Conserve Wildlife Blog

CWF In The News: Bats and summer nights – perfect together!

August 28th, 2021

by, Ethan Gilardi, Wildlife Biologist

Little Brown Bat (Myotis lucifugus). Photo by Ethan Gilardi.

I recently had the chance to speak with the New Jersey Conservation Foundation about CWF’s work with bats.

We discussed how bat populations are recovering from White-Nose Syndrome, the difficulties of studying such an elusive species, the projects currently being undertaken by CWF to help our bats, and what makes our bats a special and irreplaceable part of New Jersey’s wildlife community.

We’d like to thank Sandy Perry for conducting this wonderful interview and Michele S. Byers for including us as a part of New Jersey Conservation Foundations’ The State We’re In.
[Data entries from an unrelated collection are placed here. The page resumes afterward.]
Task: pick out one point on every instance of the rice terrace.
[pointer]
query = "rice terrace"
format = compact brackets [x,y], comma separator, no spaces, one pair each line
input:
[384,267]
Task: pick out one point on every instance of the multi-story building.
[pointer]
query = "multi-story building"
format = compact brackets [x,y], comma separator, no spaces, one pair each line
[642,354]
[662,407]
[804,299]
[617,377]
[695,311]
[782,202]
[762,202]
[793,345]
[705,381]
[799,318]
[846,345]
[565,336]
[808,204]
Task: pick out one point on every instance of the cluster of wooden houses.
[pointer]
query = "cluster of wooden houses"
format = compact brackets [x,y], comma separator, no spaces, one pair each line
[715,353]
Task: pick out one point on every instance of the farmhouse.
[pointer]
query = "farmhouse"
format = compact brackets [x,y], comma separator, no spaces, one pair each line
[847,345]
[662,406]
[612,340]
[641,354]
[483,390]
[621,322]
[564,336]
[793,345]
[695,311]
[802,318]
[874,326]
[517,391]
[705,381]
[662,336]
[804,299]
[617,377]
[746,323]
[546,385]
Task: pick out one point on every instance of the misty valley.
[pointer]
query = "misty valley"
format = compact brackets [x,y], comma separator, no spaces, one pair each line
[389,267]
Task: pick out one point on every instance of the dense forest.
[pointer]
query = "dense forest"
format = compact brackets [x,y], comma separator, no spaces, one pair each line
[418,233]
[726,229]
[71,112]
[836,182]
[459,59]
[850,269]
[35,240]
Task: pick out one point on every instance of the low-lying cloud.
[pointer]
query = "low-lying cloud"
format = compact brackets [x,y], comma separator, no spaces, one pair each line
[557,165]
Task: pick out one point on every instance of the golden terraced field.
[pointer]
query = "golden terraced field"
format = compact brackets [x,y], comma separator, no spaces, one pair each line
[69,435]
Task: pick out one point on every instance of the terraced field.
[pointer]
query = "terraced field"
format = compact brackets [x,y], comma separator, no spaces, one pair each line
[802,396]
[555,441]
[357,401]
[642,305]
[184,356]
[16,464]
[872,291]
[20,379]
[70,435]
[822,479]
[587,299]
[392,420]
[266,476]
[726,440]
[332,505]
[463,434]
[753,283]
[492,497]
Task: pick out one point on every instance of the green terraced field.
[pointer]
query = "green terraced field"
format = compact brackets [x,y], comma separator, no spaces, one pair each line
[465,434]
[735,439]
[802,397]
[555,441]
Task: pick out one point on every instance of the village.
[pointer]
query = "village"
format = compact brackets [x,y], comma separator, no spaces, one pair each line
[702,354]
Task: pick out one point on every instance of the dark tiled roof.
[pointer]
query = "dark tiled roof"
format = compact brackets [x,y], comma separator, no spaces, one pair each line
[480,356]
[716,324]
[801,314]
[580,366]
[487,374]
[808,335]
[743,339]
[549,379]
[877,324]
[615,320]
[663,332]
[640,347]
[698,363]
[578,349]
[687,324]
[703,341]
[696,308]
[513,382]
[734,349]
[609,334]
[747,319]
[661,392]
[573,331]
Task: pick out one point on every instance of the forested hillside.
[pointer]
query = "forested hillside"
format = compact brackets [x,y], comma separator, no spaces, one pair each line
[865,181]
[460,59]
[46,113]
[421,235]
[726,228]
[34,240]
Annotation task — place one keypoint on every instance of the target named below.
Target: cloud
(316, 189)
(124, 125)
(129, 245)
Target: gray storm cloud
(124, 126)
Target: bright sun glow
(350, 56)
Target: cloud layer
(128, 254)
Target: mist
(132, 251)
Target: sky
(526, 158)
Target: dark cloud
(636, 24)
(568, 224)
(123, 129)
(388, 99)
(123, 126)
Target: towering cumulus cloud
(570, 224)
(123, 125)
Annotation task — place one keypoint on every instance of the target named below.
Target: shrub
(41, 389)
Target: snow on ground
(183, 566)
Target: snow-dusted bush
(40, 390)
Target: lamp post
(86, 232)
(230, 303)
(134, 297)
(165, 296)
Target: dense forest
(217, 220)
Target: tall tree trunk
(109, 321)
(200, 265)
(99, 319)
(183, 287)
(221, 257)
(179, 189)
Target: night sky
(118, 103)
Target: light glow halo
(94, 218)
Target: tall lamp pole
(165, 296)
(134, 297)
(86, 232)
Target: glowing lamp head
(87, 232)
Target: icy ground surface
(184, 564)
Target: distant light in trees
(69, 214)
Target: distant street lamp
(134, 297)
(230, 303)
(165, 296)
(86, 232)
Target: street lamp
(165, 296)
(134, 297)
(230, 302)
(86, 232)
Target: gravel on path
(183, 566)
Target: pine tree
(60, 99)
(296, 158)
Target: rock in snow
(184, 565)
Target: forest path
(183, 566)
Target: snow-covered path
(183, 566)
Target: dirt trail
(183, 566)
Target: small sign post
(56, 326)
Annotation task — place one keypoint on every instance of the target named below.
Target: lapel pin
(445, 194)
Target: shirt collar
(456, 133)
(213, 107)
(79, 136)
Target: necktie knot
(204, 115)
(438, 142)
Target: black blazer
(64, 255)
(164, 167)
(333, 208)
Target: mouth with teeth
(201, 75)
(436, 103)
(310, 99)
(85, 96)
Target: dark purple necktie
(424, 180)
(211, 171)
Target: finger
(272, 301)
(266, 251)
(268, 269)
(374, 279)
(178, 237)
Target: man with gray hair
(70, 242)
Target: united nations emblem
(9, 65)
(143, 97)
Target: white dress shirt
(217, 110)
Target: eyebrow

Check out the excerpt below and continue reading this and many other great articles on njconservation.org.


Sit outside on a summer evening around sunset and look up. If you’re in an open area with nearby woods, you may be treated to a dazzling aerial display of bats hunting for flying insects.

“They’re endlessly fascinating,” said Ethan Gilardi, a bat biologist with the nonprofit Conserve Wildlife Foundation of New Jersey. “They’re fun fliers, with all their diving and weaving and hairpin turns.”

Besides being interesting to watch, bats provide priceless insect control services in a state that jokingly refers to the mosquito as its state bird. “A single little brown bat can eat 3,000 insects a night,” noted Ethan. “They eat every kind of insect pest you can think of.”

But many of New Jersey’s bats are struggling to survive. Fifteen years ago, a fungus attacked hibernating bats, leading to a disease known as white-nose syndrome. The disease disrupts hibernation, causing bats to use up their vital energy needed to survive the winter. White-nose wiped out most of the bats in the Myotis genus: little brown bats – once our most widespread species – and northern long-eared bats.